Speech and NLP pipeline upgrades

Speech Pipeline: Optimized for robustness and computational efficiency.
- Keyword Spotting: Implemented using Porcupine, a fast detector commonly used to spot 'Frida', our robot's name.
- Voice Activity Detection: Captures audio using Silero VAD to ensure a voice is present.
- Speech-to-Text: Audio inferred with Faster-whisper.
  - Outputs raw text which is to be interpreted as commands by an LLM.
  - A benchmark was made to compare whisper with faster-whisper alternatives which improved transcription time by half in most cases.

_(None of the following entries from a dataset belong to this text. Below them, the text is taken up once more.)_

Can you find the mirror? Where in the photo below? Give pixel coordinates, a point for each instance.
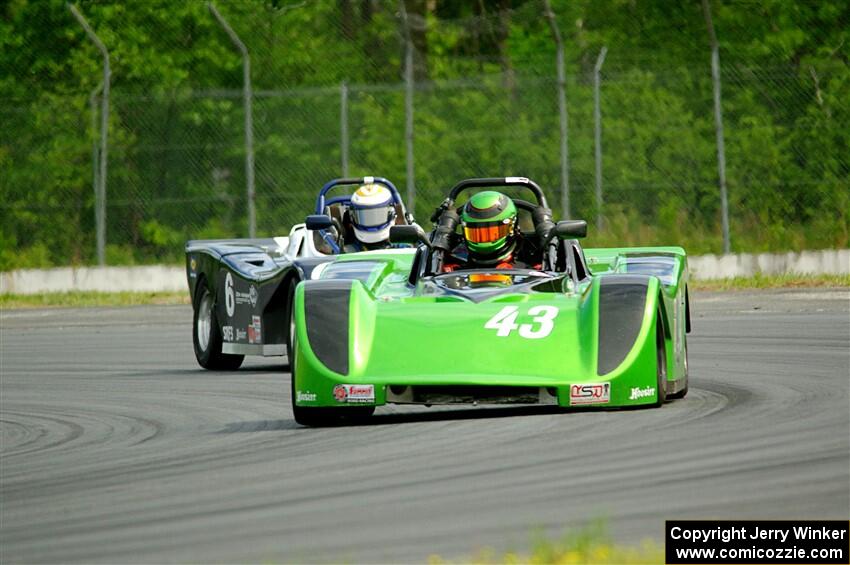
(408, 234)
(569, 229)
(318, 222)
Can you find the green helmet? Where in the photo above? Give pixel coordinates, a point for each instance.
(489, 221)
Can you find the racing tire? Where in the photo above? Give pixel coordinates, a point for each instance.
(661, 361)
(684, 391)
(303, 415)
(206, 335)
(319, 416)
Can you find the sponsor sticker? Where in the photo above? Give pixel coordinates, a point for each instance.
(305, 396)
(642, 393)
(255, 332)
(354, 393)
(590, 393)
(227, 333)
(249, 297)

  - This model allows the use of hot words which are high probability words to be interpreted depending on the context of the task that the robot is performing, resulting in higher transcription accuracy.
NLP Pipeline:
- Processes interpreted text into robot-executable commands.
- Embeds actions for semantic matching when exact matches are unavailable.